June 29th, 2012 by Robert Franklin, Esq.
The British Government has announced its intention to push for changes to family law that have the potential to improve fathers’ access to their children and children’s access to their fathers post-divorce or separation. Much has been written about the announcement; here’s Barbara Kay’s take on it (National Post, 6/14/12).
For years, fathers’ rights advocates and others who see the need for family court reform have been agitating for greater access by fathers to their children.
As things have stood for decades, mothers almost invariably get primary custody of the children following divorce with dads assigned the role of walking wallet. That’s been true despite the overwhelming weight of social science showing children need both parents whether or not the parents need each other. The dogged refusal of legislatures and courts to act on that science is one of the great scandals of our time and one of the prime movers of societal dysfunction.

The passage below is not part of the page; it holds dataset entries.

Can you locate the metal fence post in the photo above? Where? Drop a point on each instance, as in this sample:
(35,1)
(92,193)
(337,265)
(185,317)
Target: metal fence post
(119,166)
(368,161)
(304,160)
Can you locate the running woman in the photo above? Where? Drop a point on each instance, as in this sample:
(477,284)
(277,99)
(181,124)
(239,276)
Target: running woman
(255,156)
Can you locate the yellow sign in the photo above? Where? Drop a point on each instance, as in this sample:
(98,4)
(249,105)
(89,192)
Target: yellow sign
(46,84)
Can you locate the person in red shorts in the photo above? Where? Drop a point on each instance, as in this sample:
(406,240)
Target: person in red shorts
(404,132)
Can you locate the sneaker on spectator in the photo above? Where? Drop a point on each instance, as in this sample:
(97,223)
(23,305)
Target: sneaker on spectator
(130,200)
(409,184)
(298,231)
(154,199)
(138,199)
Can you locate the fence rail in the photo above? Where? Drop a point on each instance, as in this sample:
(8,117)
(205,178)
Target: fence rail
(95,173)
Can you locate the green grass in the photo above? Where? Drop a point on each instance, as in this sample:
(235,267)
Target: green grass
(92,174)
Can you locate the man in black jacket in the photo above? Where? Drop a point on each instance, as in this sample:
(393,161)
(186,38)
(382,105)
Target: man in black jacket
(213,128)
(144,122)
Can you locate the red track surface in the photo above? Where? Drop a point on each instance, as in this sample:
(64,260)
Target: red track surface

So it was with considerable anticipation that the coalition government of David Cameron and Nicholas Clegg appointed a commission headed by David Norgrove to look into the matter of family law reform and make recommendations. Unfortunately for all, Norgrove dropped the ball. His report, had its recommendations been followed, would have made essentially no change in the ability of fathers and children to maintain a relationship with each other in the wake of divorce or separation. Norgrove was never qualified for the job and his performance showed it. His report hit the dumpster almost before it arrived.
So now we have different recommendations to Parliament from the Tory/Liberal Democratic government. The nut of the matter is two-fold. First, it is recommended that Parliament alter the Children Act of 1987 to require “the presumption that a child’s welfare is likely to furthered through safe involvement with both parents.” Second, the failure or refusal of one parent to allow access can result in significant sanctions. Kay puts it this way:
Furthermore, mothers who refuse to permit access to the children may lose their passports, their driving licences or even their freedom of movement if they fail to comply.
Of course, these are just recommendations; Parliament hasn’t passed anything yet. But assuming the recommendations become law as they’re stated, what might the practical results be? Well, I take a backseat to no one in my admiration for Barbara Kay, but I think she gets it wrong on this one. Kay is very enthusiastic about the recommendations calling them a “radical shake-up of family courts” and “a happy but somewhat shocking development.” I wish I could share her enthusiasm, but I can’t.
For one thing, Kay reads “the presumption that a child’s welfare is likely to furthered through safe involvement with both parents” to mean “in the absence of abuse, equal parenting, exactly the template we have been patiently awaiting in Canada, will be the default for splitting couples.” It doesn’t. ”Involvement” does not mean “equal involvement.” Indeed, “involvement” can easily be construed to mean “every other weekend,” and judges who have so far been loathe to extend any but the most minimal contact to fathers, will be under no pressure to change their ways.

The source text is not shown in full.